On Wed, Dec 02, 2020 at 10:29:59PM +0800, Li, Aubrey wrote:
> > If the idle mask is not getting cleared then select_idle_cpu() is
> > probably returning immediately. select_idle_core() is almost certainly
> > failing so that just leaves select_idle_smt() to find a potentially idle
> > CPU. That's a limited search space so tasks may be getting stacked and
> > missing CPUs that are idling for short periods.
> 
> Vincent suggested we decouple idle cpumask from short idle(stop tick) and
> set it every time the CPU enters idle, I'll make this change in V6.
> 

As a heads-up, I'm trying to prepare a series that alters the time
complexity in general of select_idle_sibling(). It would tie into what
you are doing with the idle cpumask tracking but would use it as a hint
for CPUs to search first. It's still a WIP but I'm hoping to post
something tomorrow. It would not replace your patch, just alter it a bit
in terms of what happens just before select_idle_cpu().

> > 
> > On the flip side, I expect cases like hackbench to benefit because it
> > can saturate a machine to such a degree that select_idle_cpu() is a waste
> > of time.
> 
> Yes, I believe that's also why I saw uperf/netperf improvement at high
> load levels.
> 

Yeah, hackbench is a case where SIS_AVG_CPU shines even though it does
not help other cases. It throttles the search. In the series I'm working
on right now, I simply kill SIS_AVG_CPU but might incorporate something
like it into SIS_PROP as the last patch of the series as an RFC.

> > 
> > That said, I haven't followed the different versions closely. I know v5
> > got a lot of feedback so will take a closer look at v6. Fundamentally
> > though I expect that using the idle mask will be a mixed bag. At low
> > utilisation or over-saturation, it'll be a benefit. At the point where
> > the machine is almost fully busy, some workloads will benefit (lightly
> > communicating workloads that occasionally migrate) and others will not
> > (ping-pong workloads looking for CPUs that are idle for very brief
> > periods).
> 
> Do you have any interested workload [matrix] I can do the measurement?
> 

Usually I go with a battery of tests from mmtests instead of one or two
specifically to have a mix of wakeup timing, communication patterns and
degrees of utilisation. The downside is that they take ages to run.

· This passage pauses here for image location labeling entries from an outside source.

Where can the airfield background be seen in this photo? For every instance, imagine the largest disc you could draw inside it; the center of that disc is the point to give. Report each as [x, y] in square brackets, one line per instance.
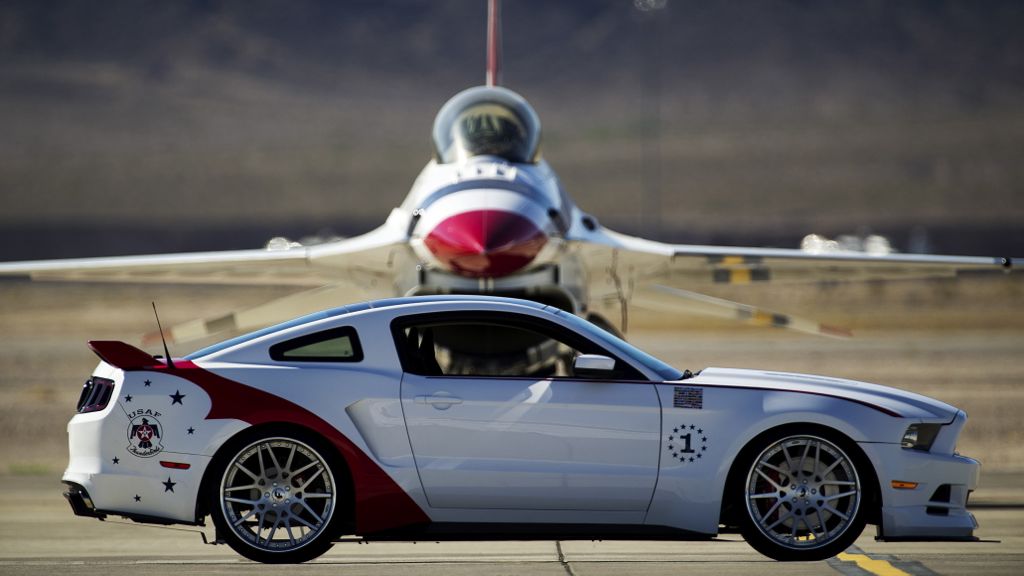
[134, 126]
[146, 126]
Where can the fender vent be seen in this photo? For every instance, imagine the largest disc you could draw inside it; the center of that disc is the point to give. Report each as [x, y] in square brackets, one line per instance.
[941, 495]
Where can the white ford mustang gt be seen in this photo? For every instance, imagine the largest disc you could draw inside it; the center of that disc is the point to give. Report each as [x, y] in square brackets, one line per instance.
[471, 417]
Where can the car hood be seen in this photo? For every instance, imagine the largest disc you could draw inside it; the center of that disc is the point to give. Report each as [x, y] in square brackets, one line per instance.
[906, 404]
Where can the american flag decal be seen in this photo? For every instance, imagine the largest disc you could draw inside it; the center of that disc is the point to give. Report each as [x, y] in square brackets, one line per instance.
[688, 398]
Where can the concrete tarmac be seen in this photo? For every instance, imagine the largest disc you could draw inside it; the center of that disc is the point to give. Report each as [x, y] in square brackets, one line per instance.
[39, 535]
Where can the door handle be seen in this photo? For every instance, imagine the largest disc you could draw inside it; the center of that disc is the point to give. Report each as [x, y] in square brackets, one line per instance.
[440, 401]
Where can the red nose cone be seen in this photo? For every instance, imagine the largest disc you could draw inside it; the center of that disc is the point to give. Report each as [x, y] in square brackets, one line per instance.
[485, 243]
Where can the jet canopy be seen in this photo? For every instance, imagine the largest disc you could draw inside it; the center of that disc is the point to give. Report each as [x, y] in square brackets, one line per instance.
[487, 121]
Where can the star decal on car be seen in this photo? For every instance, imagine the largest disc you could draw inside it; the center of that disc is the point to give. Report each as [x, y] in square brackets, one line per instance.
[686, 447]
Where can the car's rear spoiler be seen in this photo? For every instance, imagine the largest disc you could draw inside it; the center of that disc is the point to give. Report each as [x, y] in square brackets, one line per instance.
[124, 356]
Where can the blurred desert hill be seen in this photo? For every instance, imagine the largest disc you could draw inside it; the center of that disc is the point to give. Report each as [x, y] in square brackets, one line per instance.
[135, 126]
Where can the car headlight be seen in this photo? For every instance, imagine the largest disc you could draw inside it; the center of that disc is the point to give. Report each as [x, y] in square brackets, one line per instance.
[921, 437]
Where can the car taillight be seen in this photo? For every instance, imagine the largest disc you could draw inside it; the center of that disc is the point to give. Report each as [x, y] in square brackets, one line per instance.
[95, 394]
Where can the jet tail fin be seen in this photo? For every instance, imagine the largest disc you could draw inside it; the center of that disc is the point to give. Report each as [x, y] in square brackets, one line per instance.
[494, 43]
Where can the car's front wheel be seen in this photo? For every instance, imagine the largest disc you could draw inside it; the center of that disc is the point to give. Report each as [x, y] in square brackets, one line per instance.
[804, 497]
[274, 499]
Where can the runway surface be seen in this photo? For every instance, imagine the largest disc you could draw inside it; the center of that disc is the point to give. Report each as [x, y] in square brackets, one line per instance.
[39, 535]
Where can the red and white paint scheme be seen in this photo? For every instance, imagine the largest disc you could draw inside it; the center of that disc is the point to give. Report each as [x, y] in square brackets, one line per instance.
[452, 417]
[487, 215]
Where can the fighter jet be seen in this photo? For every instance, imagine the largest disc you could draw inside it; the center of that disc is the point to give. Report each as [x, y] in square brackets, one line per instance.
[488, 215]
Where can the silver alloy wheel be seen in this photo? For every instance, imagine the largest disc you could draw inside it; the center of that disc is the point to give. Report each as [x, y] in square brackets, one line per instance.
[278, 495]
[803, 492]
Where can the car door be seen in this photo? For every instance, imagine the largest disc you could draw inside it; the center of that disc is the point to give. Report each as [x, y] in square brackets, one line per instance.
[497, 421]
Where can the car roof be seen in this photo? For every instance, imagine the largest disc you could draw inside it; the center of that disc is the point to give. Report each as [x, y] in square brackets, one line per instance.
[359, 306]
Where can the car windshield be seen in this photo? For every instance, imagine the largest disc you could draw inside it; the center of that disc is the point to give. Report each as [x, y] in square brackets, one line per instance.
[262, 332]
[664, 371]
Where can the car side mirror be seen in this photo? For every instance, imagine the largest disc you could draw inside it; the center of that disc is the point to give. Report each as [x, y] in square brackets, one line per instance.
[593, 366]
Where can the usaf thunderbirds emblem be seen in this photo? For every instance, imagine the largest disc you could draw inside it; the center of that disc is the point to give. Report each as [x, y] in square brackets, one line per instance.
[143, 436]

> > It's tricky enough that it might benefit from a sched_feat() check that
> > is default true so it gets tested. For regressions that show up, it'll
> > be easy enough to ask for the feature to be disabled to see if it fixes
> > it. Over time, that might give an idea of exactly what sort of workloads
> > benefit and what suffers.
> 
> Okay, I'll add a sched_feat() for this feature.
> 

If the series I'm preparing works out ok and your patch can be integrated,
the sched_feat() may not be necessary because your patch would further
reduce time complexity without worrying about when the information
gets reset.

-- 
Mel Gorman
SUSE Labs